Buchholz. .
Immer wieder dieselben Fragen: „Wie hast du dich gefühlt? Was hast du erlebt?“ Antworten gibt es keine. Jeder Versuch auszudrücken, was die Jugendlichen empfunden haben, endet in denselben Floskeln: „Es war schrecklich zu sehen – alles sehr bewegend“. In einem Gottesdienst in der Jesus-Christus-Kirche in Buchholz versuchten am vergangenen Sonntag rund 60 Schüler der Gesamtschule Süd von ihrer Studienfahrt in das Konzentrationslager Auschwitz zu berichten.
Wie schwer es fällt, die passenden Worte zu finden, zeigte sich für viele erst während des Gottesdienstes. Auf die Fragen von Pfarrer Dietrich Köhler-Miggel fanden sich nur knappe Antworten, manchmal auch nur ein Kopfnicken. Beeindruckt hat ihre Reise die Schüler stark: „Im Unterricht habe ich es mir gar nicht so furchtbar vorgestellt, es selbst zu sehen ist etwas ganz anderes“, sagt die sechzehnjährige Melina Ekat. Deshalb finden die Schüler es besonders wichtig, einen so geschichtsträchtigen Ort selbst zu besuchen.

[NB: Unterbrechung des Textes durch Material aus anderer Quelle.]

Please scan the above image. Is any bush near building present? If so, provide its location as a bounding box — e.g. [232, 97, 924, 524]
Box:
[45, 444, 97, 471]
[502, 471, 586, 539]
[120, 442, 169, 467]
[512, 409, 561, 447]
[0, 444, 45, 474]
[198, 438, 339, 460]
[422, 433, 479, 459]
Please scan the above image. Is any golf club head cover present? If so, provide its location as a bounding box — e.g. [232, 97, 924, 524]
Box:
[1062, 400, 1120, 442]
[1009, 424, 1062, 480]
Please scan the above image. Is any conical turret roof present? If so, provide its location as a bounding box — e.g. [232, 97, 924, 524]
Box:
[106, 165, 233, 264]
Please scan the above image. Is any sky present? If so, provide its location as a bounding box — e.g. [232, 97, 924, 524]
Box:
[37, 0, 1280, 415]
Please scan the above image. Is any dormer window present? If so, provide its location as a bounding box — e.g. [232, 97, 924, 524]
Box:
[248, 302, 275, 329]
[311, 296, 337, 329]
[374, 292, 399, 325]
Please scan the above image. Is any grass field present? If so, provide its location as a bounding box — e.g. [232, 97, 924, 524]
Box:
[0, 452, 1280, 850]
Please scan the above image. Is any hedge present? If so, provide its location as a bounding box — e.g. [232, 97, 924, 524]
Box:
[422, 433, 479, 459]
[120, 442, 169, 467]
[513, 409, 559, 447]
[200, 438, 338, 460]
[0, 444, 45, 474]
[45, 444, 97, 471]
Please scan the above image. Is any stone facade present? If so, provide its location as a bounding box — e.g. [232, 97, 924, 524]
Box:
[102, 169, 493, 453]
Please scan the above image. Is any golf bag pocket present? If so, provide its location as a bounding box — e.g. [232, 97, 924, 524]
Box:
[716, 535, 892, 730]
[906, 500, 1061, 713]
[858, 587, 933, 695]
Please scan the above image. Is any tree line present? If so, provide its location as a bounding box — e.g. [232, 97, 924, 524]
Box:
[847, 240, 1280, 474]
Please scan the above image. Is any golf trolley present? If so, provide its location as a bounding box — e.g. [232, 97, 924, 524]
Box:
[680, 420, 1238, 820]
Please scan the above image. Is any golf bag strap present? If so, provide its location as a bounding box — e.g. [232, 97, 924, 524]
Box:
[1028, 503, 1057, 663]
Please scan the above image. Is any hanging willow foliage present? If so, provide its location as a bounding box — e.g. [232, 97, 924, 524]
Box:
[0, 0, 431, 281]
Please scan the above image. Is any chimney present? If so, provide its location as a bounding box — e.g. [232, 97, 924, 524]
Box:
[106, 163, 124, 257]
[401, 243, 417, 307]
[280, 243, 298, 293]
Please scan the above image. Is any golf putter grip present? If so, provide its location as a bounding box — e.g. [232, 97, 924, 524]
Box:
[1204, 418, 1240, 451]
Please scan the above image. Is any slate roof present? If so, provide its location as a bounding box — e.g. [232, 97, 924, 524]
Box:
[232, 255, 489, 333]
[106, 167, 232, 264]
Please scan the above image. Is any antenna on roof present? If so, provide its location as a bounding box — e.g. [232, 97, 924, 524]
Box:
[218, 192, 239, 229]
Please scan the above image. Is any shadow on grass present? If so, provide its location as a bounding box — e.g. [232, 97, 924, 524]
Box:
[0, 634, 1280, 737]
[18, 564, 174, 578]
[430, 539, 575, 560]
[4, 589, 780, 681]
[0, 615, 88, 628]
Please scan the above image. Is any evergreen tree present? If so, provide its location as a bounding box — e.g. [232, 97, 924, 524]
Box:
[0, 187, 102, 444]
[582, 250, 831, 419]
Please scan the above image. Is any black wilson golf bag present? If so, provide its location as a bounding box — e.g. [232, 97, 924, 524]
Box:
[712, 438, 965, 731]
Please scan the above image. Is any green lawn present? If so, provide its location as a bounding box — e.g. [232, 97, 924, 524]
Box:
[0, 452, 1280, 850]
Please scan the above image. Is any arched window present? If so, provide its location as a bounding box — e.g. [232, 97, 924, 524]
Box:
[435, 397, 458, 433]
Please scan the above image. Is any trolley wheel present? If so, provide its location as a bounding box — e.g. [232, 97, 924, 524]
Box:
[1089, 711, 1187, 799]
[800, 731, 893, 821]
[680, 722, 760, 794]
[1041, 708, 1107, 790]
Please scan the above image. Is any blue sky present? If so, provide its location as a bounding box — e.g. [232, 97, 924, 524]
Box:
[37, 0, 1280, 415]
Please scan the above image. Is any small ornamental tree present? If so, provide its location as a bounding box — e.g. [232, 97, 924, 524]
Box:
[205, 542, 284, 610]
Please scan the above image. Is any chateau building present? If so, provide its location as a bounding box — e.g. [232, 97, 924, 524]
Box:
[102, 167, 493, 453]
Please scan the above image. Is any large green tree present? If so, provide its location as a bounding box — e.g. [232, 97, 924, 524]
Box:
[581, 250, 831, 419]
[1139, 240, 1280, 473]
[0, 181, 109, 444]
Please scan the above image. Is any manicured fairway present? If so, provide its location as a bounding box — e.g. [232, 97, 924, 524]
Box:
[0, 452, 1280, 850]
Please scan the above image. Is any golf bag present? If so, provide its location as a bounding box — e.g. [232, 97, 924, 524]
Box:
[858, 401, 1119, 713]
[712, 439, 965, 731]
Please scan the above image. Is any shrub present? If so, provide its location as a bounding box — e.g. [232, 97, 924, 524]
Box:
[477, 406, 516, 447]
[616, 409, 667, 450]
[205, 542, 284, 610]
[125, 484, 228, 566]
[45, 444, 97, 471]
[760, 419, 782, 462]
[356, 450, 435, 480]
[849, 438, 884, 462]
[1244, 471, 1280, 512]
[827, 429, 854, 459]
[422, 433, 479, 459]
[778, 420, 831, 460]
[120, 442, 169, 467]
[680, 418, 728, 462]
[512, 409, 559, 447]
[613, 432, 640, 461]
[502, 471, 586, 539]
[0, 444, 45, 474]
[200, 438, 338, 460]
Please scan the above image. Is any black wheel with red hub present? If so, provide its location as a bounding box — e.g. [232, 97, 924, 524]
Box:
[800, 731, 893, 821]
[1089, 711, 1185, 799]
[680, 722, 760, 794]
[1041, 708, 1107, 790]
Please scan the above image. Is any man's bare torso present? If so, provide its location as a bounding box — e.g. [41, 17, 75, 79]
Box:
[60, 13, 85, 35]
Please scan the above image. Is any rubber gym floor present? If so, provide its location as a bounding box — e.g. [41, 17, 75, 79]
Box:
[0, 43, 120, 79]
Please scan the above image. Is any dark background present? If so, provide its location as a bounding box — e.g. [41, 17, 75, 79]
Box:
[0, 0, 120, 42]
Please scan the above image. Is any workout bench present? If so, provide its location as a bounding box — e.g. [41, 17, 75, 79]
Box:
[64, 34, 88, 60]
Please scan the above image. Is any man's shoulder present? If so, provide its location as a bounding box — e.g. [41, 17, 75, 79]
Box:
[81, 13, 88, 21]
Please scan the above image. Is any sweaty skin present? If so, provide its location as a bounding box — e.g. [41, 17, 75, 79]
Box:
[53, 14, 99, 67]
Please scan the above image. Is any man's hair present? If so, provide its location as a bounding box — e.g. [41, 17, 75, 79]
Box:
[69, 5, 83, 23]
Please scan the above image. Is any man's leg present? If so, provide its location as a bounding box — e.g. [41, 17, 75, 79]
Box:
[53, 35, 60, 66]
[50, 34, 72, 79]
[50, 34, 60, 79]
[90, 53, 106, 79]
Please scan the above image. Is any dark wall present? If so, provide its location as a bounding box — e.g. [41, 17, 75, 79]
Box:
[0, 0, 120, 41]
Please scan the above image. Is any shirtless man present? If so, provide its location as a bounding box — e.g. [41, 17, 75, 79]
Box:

Mit Spaten in den Händen zogen die Schüler in die Kirche ein, dabei sangen sie das „Moorsoldatenlied“. Symbolisch inszenierten sie dabei die Bedrohung, die sie selbst im Konzentrationslager empfunden hatten. Das Moorlied entstand 1933 als Protestlied einiger Häftlinge des Konzentrationslagers Börgermoor. „Im Unterricht haben die Schüler oft gefragt, ob es keinen Widerstand gegeben habe. Für sie waren Beispiele wie die weiße Rose oder solch ein Protestlied wichtig. Deshalb haben wir es an den Anfang des Gottesdienstes gestellt“, erzählt Jörn Seemann, der die Reise als Klassenlehrer begleitet hat.
Um die gut 21 000 Euro Reisekosten zu stemmen, mussten die Schüler alle Kräfte mobilisieren. Neben der Unterstützung durch den Verein „Erinnern ermöglichen“ sammelten sie selbst Spenden bei einem sogenannten Charity-Walk und bei Kuchenverläufen in den Pausen. Weitere 500 Euro kamen bei der Kollekte der Kanzelrede von NRW-Bildungsministerin Sylvia Löhrmann zusammen. Auch die Gemeinde von Pfarrer Köhler-Miggel unterstützte die Studienfahrt mit 1000 Euro Spendengeld. „Den Gottesdienst sehe ich noch mal als schönen Abschluss des gesamten Projekts“, erzählte er.
Jörn Seemann und seine Kolleginnen sind so begeistert von dem Erfolg ihres Pilotprojekts, dass sie planen eine Reise nach Auschwitz zu einer festen Institution in ihrer Schule zu machen.